All of that might change thanks to help from Kenoi’s efforts and the Department of Energy that has invested in the school with plans to expand the gym, add a weight and wrestling room. Back in 1991, Salfen tried to get some work done on a wet baseball field and drainage was partially installed.
There had been several athletics directors, things got lost in the shuffle and a few years ago the field kept getting worse. Salfen asked a class at school to take on a project for proper drainage of the field. They did the work, submitted an accepted proposal and the county and state finished the job.
“It drains beautifully now,” Salfen said. “Sometimes you just have to ask and stay on the case.”
Goals change at a place like Pahoa. Salfen doesn’t think about wins or playoffs, but he would like to see a .500 season with players coming back for the next year, and there’s another thing, too.
“We try to do all these things to encourage proper play,” he said, “and it starts with not making errors, not throwing the ball around, not giving the other team four, five or six outs. So I told them if they play a game without an error on our team, I buy pizza for everyone.”

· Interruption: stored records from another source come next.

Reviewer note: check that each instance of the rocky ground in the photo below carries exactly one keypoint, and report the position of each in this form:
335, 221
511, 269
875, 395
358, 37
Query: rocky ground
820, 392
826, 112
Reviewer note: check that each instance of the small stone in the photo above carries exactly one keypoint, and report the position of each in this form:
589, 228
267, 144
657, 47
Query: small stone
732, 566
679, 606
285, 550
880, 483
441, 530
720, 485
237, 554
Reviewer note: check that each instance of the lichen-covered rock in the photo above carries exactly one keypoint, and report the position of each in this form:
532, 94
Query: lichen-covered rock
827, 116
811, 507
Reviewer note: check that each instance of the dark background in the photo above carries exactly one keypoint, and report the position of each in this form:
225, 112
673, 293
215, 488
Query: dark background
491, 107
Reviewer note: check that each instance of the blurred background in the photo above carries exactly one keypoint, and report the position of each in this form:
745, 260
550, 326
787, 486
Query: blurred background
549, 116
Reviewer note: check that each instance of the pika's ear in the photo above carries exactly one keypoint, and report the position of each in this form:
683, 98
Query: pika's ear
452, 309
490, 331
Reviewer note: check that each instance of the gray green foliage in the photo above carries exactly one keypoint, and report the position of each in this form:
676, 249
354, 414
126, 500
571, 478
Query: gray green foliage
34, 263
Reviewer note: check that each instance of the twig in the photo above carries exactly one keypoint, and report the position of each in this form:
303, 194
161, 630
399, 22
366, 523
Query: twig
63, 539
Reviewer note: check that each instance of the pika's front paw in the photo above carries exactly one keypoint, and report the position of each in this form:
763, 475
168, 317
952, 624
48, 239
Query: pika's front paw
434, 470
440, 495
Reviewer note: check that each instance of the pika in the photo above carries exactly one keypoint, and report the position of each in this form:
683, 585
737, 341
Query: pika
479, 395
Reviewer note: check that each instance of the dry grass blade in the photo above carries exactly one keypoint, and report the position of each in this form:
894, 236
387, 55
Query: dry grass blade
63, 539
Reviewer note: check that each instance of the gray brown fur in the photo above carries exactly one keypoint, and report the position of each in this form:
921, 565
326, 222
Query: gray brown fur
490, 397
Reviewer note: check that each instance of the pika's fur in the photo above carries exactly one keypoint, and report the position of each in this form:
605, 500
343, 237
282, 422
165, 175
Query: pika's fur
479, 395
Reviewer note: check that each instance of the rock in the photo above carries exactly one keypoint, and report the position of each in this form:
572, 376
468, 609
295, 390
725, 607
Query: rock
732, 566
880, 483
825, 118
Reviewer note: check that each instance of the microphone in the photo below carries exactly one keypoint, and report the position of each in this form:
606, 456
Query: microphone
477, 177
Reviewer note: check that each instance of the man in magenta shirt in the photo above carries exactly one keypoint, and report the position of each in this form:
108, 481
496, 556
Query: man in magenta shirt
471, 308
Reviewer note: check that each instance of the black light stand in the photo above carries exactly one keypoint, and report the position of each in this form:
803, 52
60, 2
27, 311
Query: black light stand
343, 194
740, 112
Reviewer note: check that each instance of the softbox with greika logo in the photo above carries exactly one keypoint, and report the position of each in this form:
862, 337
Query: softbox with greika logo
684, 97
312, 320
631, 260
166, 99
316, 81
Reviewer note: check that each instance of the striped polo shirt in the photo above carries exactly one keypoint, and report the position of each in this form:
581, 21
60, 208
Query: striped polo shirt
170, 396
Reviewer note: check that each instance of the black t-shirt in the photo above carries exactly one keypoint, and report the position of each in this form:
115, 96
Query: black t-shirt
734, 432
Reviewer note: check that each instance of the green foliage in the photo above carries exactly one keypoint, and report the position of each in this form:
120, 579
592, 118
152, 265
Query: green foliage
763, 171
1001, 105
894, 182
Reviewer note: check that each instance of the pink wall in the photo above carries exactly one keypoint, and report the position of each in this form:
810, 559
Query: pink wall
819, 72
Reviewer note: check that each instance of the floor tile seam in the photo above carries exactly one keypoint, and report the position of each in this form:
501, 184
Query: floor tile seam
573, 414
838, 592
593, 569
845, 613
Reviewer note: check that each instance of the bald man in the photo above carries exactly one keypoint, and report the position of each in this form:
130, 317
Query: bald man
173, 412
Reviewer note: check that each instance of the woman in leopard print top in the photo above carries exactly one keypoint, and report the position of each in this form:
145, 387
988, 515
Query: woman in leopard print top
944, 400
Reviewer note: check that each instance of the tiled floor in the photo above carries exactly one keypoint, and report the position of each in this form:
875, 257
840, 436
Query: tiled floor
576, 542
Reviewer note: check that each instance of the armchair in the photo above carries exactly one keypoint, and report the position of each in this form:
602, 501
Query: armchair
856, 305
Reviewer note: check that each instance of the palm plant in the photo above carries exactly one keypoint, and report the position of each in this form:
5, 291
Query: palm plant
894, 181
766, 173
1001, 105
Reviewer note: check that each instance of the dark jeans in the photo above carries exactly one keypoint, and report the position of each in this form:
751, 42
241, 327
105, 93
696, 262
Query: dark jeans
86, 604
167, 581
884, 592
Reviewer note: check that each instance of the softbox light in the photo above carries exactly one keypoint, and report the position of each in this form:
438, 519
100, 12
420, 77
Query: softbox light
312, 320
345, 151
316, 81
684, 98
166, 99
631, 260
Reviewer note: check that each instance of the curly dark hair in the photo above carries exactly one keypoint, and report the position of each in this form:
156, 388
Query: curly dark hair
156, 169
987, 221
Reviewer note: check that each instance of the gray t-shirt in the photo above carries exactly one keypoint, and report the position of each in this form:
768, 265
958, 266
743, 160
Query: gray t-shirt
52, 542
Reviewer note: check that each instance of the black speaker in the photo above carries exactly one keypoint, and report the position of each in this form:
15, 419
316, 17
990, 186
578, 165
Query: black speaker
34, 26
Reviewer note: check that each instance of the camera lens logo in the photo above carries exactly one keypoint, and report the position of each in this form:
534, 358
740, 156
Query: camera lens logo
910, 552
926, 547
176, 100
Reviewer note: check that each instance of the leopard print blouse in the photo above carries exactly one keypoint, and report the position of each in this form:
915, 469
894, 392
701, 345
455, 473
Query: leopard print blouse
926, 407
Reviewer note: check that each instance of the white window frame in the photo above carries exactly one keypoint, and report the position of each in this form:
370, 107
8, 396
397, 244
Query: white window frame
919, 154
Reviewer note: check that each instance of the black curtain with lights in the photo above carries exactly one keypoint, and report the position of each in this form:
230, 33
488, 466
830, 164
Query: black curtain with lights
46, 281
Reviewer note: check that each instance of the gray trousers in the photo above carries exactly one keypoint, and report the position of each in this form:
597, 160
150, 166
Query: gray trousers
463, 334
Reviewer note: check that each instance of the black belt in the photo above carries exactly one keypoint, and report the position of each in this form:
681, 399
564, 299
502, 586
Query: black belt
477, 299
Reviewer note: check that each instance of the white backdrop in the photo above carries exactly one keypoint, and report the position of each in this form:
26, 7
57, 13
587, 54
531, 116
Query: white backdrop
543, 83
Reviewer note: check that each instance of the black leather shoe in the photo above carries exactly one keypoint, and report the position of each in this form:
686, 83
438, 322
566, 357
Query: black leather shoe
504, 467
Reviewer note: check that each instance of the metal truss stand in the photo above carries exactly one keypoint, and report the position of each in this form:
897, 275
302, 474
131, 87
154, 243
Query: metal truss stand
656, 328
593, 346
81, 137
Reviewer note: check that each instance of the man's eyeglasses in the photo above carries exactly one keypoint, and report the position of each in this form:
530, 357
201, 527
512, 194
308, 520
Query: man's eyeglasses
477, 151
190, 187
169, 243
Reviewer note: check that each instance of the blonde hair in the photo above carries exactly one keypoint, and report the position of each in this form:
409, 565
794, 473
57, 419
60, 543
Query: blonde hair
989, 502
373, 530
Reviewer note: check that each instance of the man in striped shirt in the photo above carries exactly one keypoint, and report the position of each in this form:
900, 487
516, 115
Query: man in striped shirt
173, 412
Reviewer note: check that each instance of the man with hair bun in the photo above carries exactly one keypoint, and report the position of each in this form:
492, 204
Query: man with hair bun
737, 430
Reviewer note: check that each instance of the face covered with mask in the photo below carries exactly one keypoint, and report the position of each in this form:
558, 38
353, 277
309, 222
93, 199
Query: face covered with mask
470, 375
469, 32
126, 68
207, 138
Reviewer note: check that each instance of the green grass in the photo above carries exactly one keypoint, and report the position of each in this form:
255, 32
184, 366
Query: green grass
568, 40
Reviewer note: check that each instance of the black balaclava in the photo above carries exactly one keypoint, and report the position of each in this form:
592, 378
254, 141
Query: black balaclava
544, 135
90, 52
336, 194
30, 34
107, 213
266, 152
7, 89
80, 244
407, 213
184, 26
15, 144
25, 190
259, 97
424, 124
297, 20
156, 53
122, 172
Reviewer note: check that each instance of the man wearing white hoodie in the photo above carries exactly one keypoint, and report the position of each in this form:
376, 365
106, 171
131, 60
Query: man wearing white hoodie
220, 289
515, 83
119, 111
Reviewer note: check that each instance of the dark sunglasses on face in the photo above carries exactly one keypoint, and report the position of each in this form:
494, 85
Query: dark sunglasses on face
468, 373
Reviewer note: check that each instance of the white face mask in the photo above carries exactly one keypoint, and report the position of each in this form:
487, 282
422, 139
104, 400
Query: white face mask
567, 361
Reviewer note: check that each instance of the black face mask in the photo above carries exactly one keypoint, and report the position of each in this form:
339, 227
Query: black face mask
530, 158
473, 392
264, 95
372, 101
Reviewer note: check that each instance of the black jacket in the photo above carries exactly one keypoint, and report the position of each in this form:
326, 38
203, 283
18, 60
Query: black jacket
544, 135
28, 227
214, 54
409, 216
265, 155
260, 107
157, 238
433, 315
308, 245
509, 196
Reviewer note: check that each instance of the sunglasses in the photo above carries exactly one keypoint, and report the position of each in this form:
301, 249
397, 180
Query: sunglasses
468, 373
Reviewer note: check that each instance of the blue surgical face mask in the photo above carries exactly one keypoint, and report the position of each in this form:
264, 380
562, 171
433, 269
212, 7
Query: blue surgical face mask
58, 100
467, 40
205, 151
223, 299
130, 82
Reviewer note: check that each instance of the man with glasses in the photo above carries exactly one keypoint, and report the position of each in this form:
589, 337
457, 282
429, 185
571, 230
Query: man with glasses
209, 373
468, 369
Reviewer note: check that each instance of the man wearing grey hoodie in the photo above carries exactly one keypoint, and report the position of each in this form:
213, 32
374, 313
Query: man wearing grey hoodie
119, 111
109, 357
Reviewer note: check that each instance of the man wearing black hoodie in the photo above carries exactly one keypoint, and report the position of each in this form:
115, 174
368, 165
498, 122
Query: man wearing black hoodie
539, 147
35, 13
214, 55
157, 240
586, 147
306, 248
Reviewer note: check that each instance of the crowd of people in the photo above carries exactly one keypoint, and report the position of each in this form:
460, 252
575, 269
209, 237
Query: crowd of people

He was an assistant at Pahoa in the early 80s, coached at St. Joseph’s from 1993-98 and has been at Pahoa as head coach since 2004 after spending a couple more seasons as an assistant.
That error-free pizza game is out there, somewhere, waiting, it just hasn’t happened yet.
But the times? Thanks to facilities, help from the state and county and Salfen’s own dogged determination to get it done, the times, they are a changin’, in a good way.